American comedy writer and performer (born 1979)

Michael James Nelson (born June 12, 1979, in Winter Park, Florida, USA) is an American comedy writer and performer who has appeared on various national TV commercials and television shows on Music Television, CBS, and the television show Pretty Wicked on The Oxygen Network. He also was a writer on Betty White's Off Their Rockers on NBC, multiple seasons of the MTV Movie & TV Awards, and various other television shows. In 2017, Michael appeared on the People's Choice Awards as Dwayne "The Insurance Adjuster" Johnson in a comedy sketch where both he and Dwayne Johnson lost the "Favorite Dwayne Johnson" Award to an actual rock.

== Biography ==
Nelson is from Winter Park, Florida but spent most of his childhood in neighboring Maitland, Florida. He attended both Edgewater High School and Winter Park High School, and graduated from The Creative Writing Program at Florida State University in 2003. While attending college, Nelson was a newscaster and talk show host on the university's radio station WVFS. He was also a senior staff writer at the FSView creator and host of the variety sketch comedy show "That Show With Those Guys".

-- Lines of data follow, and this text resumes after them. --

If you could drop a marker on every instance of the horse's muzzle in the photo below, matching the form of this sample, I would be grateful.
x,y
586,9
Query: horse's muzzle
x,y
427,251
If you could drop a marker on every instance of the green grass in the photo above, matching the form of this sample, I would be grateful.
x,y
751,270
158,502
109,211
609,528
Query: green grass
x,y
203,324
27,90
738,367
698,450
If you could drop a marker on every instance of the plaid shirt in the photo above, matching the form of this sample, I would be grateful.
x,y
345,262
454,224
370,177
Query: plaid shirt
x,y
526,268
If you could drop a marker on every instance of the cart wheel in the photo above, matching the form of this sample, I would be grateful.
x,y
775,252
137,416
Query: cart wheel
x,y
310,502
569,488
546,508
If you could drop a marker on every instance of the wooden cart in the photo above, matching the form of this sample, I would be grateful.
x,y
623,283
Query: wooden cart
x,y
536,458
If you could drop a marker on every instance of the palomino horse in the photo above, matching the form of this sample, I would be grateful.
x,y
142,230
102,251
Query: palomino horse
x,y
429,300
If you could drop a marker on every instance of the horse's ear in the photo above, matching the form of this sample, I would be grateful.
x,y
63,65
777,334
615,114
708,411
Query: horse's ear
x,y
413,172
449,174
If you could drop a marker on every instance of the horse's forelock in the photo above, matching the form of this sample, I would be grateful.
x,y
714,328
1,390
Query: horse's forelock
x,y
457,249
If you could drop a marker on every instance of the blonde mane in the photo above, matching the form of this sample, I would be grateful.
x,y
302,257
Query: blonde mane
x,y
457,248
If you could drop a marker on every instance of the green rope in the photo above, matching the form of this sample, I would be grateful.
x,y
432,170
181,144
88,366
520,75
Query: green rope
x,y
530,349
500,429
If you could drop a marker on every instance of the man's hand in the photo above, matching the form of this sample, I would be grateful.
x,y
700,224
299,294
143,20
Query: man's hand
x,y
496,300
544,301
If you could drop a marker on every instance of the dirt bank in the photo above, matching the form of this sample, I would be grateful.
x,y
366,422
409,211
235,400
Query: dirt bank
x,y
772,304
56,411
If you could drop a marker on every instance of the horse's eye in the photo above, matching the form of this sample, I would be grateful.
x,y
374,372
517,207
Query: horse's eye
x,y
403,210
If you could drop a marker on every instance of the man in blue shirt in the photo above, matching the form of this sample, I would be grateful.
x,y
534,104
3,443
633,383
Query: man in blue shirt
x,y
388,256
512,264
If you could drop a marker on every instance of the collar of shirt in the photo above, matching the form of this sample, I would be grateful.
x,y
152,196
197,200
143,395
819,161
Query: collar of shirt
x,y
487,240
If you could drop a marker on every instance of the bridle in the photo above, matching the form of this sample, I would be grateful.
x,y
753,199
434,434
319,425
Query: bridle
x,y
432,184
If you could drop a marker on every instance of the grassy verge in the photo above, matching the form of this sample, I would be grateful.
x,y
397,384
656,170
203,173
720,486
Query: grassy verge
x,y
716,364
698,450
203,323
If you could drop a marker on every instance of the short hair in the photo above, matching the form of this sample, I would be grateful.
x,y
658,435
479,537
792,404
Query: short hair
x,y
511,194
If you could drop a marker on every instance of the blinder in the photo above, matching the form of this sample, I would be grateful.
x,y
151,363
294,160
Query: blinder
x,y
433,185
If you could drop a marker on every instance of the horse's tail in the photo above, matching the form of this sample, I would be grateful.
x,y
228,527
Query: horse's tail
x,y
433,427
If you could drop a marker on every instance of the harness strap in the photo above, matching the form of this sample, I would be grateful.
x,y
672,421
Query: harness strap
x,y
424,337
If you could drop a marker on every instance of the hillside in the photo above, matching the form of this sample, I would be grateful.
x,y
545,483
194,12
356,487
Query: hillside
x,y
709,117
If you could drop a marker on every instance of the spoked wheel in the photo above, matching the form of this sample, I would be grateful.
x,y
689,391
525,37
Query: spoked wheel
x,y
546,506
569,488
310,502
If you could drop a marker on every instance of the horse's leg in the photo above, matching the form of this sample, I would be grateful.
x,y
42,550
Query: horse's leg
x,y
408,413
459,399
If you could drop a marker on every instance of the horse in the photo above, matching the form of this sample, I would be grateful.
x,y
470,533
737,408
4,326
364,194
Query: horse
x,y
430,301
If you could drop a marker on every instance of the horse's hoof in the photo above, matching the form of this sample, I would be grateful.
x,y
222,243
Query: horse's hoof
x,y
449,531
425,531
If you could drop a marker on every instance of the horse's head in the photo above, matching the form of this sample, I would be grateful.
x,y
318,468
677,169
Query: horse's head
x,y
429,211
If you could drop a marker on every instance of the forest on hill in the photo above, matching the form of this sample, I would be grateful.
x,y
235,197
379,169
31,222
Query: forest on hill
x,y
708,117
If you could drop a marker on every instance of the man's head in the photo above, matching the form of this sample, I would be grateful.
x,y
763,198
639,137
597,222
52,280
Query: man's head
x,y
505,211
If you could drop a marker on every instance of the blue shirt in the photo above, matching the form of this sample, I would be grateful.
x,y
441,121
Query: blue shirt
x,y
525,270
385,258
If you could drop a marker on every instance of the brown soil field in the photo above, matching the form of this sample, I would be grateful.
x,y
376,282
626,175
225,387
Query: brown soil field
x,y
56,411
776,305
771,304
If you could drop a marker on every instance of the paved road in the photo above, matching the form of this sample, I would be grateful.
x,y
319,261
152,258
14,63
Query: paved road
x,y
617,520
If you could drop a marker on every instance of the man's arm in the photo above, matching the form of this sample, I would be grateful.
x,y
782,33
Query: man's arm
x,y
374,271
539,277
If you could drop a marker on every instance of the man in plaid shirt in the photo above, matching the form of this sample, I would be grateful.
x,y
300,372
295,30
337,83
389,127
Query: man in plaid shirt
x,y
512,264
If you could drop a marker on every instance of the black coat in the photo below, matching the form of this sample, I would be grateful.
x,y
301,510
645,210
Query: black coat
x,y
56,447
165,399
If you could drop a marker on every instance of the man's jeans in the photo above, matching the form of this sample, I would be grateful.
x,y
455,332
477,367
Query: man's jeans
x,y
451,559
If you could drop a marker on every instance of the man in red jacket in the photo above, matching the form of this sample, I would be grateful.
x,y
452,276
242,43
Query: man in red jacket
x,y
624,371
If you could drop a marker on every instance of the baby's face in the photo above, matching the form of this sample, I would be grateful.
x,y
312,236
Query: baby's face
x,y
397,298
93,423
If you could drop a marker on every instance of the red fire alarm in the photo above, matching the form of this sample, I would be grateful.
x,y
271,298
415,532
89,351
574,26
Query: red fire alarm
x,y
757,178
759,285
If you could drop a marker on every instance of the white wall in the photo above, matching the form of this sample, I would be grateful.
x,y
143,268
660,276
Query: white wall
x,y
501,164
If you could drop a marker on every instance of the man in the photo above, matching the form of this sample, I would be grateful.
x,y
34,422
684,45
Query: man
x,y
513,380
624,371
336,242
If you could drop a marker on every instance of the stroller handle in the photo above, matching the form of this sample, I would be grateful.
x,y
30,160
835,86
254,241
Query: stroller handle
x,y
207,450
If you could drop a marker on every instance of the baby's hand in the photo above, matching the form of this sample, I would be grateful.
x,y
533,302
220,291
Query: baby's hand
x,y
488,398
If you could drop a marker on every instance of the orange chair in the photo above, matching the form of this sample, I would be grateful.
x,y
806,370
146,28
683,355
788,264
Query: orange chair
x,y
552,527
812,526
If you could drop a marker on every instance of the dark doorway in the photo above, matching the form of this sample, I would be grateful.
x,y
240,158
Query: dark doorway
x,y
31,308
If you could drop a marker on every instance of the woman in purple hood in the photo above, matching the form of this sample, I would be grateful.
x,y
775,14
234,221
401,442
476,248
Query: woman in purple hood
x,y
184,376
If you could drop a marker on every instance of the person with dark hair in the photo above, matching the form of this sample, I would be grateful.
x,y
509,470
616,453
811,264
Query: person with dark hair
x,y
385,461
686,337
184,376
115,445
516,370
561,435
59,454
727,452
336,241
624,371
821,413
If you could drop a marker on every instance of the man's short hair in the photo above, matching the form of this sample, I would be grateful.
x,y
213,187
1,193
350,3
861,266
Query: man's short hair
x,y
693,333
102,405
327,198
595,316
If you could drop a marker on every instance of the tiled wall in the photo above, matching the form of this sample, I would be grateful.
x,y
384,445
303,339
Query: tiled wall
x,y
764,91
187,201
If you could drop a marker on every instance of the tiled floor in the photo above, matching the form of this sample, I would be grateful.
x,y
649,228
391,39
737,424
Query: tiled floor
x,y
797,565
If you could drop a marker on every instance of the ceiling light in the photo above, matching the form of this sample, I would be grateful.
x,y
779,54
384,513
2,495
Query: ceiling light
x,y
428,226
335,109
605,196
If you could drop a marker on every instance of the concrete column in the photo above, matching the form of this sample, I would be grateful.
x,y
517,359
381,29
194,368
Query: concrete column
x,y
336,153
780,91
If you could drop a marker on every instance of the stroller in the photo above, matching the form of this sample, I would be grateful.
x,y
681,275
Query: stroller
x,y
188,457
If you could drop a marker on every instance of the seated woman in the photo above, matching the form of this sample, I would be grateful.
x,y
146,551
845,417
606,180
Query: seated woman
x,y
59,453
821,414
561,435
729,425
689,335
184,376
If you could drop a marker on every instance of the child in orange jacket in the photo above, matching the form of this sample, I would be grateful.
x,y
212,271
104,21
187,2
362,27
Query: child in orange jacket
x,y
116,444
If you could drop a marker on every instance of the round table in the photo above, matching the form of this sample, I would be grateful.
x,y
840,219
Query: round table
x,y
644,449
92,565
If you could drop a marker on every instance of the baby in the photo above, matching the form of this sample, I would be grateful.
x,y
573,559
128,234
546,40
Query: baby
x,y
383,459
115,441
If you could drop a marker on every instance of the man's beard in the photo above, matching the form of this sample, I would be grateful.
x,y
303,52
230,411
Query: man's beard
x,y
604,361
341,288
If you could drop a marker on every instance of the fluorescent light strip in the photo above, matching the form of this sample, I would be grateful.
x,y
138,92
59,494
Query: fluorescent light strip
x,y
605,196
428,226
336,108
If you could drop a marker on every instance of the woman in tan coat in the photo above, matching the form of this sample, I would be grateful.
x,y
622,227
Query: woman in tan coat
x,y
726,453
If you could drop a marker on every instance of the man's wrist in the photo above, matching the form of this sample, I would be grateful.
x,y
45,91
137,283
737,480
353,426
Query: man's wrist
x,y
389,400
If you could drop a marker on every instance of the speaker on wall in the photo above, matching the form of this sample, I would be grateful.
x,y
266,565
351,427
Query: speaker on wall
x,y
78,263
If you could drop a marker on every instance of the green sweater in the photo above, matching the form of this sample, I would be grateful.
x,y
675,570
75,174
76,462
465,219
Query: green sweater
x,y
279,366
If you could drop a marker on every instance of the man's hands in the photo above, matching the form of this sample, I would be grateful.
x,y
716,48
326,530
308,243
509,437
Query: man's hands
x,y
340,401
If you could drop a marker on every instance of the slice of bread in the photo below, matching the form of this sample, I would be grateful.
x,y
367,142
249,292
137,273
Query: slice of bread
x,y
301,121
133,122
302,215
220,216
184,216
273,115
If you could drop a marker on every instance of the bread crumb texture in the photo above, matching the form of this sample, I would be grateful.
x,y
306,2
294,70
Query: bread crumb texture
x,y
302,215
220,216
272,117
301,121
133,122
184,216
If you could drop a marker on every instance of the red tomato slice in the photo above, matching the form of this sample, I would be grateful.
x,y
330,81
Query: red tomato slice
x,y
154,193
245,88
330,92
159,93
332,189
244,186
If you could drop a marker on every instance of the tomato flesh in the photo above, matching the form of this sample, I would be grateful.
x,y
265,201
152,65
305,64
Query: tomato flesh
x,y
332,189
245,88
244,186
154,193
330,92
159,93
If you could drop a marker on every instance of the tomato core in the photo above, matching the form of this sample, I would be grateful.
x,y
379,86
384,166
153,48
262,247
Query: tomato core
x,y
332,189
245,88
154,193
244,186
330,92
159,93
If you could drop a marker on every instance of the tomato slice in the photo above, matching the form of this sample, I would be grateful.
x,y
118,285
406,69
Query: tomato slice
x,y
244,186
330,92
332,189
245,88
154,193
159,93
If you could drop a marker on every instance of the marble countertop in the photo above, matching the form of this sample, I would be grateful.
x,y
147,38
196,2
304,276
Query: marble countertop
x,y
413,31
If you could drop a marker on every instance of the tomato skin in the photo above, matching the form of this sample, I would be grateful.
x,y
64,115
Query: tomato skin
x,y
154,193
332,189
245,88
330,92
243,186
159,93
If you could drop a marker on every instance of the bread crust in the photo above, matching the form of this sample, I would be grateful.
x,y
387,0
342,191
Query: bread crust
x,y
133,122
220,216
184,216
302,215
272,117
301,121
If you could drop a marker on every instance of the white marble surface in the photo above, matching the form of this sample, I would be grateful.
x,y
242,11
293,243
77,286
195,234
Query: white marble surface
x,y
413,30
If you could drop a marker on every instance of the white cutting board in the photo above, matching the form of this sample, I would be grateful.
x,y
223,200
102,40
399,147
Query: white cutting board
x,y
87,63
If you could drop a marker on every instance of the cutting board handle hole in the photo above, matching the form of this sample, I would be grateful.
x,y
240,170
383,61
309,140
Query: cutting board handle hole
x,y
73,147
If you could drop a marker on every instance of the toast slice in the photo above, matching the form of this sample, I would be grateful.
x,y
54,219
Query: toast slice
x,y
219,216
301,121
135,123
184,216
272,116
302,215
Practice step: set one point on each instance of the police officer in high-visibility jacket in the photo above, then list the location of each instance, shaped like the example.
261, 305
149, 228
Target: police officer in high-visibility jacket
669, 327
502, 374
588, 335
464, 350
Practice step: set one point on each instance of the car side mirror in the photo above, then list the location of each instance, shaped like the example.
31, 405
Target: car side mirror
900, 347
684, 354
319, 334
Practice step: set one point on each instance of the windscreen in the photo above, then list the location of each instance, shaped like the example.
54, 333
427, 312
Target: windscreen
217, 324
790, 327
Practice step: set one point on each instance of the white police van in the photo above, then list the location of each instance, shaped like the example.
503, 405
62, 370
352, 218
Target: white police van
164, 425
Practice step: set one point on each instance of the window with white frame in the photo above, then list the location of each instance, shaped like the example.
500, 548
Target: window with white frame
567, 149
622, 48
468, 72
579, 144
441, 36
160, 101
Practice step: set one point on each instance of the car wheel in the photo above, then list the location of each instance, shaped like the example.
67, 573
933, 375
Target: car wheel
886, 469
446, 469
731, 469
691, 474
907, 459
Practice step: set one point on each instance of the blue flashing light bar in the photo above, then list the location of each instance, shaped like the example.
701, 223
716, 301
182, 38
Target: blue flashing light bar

Nelson has performed stand-up comedy at The Comedy Store in Los Angeles as well as the Comedy Cellar in New York City and many other comedy clubs. Nelson has frequently been featured on the website of Funny or Die and has appeared in their exclusive sketches with Matthew Morrison, Don Cheadle, Ray Romano, Cedric the Entertainer, George Lopez, Joe Mantegna, Chace Crawford, Rebecca Mader, Haley Joel Osment, Cheech Marin, Oliver Hudson, Larenz Tate and many more. Nelson has studied improvisational comedy at The Groundlings and Upright Citizens Brigade Theatre in Hollywood. Nelson is currently performing stand-up comedy and writing for various television shows.